An exhausted father in the face of judicial inertia

If the issuance of the arrest warrant against his ex-wife marks a turning point in this case, it has been 3 years since Vincent Fichot has been fighting administrative, legal and political procedures to change his situation, being without contact or sign of life from his children since 2018. At the end of his strength and arguments, the father declared as follows:

I spent 220,000 euros in private investigator and lawyer fees to defend my children so I lost my house, my savings, my job. I have only me, my 80 kilos, and I will give them to the last gram, for my children. […] We come to a point where we have tried everything.

Other country, other laws

This is not the first time that a French parent has found himself in a situation ofkidnappings of children on Japanese territory : The judicial system concerning shared custody of children is very opaque in Japan. In reality, no law makes this shared custody legal, in the event of parental separation. Parental abductions are therefore commonplace in the archipelago, acts tolerated by local authorities.

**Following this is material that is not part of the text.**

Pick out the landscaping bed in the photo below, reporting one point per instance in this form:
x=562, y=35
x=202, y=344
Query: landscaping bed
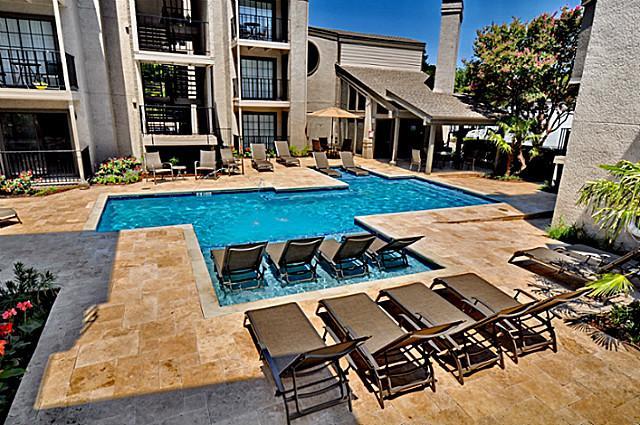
x=25, y=303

According to associations, 150,000 children would be affected every year in Japan.

Vincent Fichot, as well as a dozen parents from four different countries, have complained against Japan at the United Nations Human Rights Council in 2019. The media coverage of its story had allowed free speech on the subject of parental abductions in Japan, arousing the reaction of many foreign parents, but also Japanese, who are going through the same ordeal.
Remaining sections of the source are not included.